In schools I think we are sometimes afraid of saying what we really mean for fear of hurting someone’s feelings, because we think it’s too risky or confronting to tell the plain, simple truth or perhaps because we want to be ‘constructive’ with our advice. Nowhere is this more evident than in school reports.
Government employees have the same problem. It’s one thing to engage in deep philosophical thought about public policy and to articulate it in ways which reflect the complex issues involved. It’s another to produce material for public consumption which is capable of interpretation only by those ‘in the know’. Perhaps that’s the purpose of the exercise. The work of the bureaucracy can of course be reflected in the public utterances of politicians and is given an additional dimension by the media advisors and spin doctors.

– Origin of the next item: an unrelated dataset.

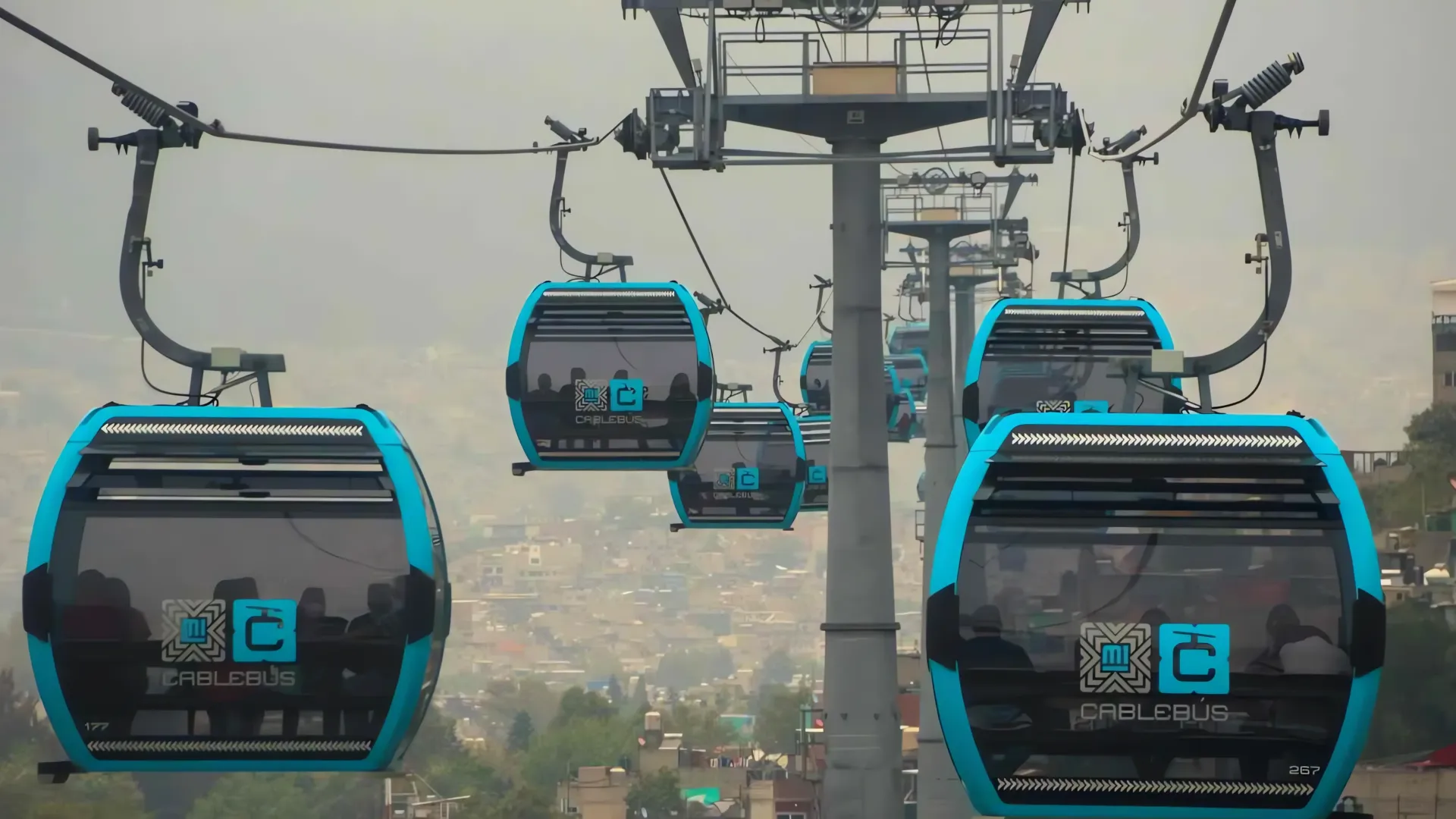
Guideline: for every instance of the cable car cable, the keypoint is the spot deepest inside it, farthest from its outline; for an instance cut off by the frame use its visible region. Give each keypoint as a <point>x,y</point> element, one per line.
<point>152,107</point>
<point>708,267</point>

So my hat goes off to the policians and public figures who have the ability to condense complex thought and understanding into plain, simple, everyday language. Like him or loathe him, John Howard had the ability to talk to the public on their level. Tony Abbott might have taken it too far in opposition. Kevin Rudd struggled and I suspect Julia Gillard took too much advice from advisors about how to craft her message. Face to face most politicians can talk in simple terms but when appearing in public the knack sometimes deserts them.

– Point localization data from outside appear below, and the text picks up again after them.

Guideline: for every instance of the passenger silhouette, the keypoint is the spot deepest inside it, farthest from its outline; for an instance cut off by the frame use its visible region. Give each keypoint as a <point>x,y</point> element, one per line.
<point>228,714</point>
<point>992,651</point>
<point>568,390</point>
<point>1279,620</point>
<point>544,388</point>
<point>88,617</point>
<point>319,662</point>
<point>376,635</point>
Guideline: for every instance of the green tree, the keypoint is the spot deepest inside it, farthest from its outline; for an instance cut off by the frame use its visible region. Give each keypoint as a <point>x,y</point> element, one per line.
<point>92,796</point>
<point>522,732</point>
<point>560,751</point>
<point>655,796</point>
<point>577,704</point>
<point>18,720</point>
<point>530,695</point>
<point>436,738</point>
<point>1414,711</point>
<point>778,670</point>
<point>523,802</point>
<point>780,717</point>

In my line of work the best I’ve seen is Richard Teese from the University of Melbourne. Richard is an academic and a researcher and has a wealth of data at his disposal. But when he talks he simplifies issues in a way that all can understand; it’s the ability to draw on vast experience and deep understanding and to convey that simply to others. My former regional director Ron Lake had a similar gift. Ken Lay from the Victoria Police has it. I wish more did.